EPF Dev Update #7
This past week, I continued working on gathering transaction data through Indexer (Repo)
from a Geth node using an RPC (provided by Mario) method and storing it in a CSV file. I have made progress in several areas, but have also encountered some limitations.
- There were a few logical mistakes & wrong assumptions about the APIs I was working with for which I had to dive into the Geth codebase. Since I was working with the RPC endpoint I took the opportunity to explore the internals of ethersJS & web3JS as to how they encapsulate RPC calls into functions. Pretty Intresting.
- I have extracted the initial dataset for the deposit contract on Ethereum using the event indexer.
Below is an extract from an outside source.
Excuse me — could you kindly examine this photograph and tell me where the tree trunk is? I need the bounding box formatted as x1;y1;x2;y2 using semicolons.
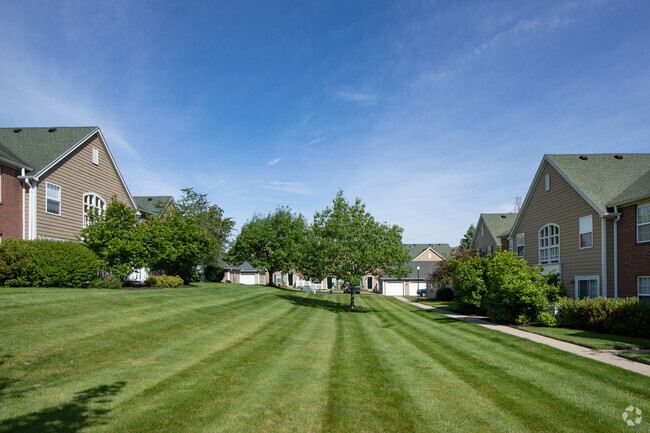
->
350;288;355;311
267;269;276;286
I am using the dataset from 14th October, 2020 i.e (from the point the contract was deployed) up untill 25th December, 2022. That is around 500k i.e (503580 to be exact) validators information. but I am assuming there are some discrepancies. I will have to double check the following.
- Make sure all of the validators are captured. I plan to check by summing all of the validator indexes & its sum should be equal to the sum of first 503580 numbers! I will optimize this later.
- Make sure no event is missed.
- Make sure events from uncle blocks are not included. This took me 2 days to figure out. As captured validators were more than number of active validators!
- I also encountered some network delays that caused the data retreival to fail due to too many request or bandwith problems from my end which led to the missed event data i.e (events from blocks were partially downloaded). After checking this I realized the indexer missed about
90k
validators! I will optimize this later too.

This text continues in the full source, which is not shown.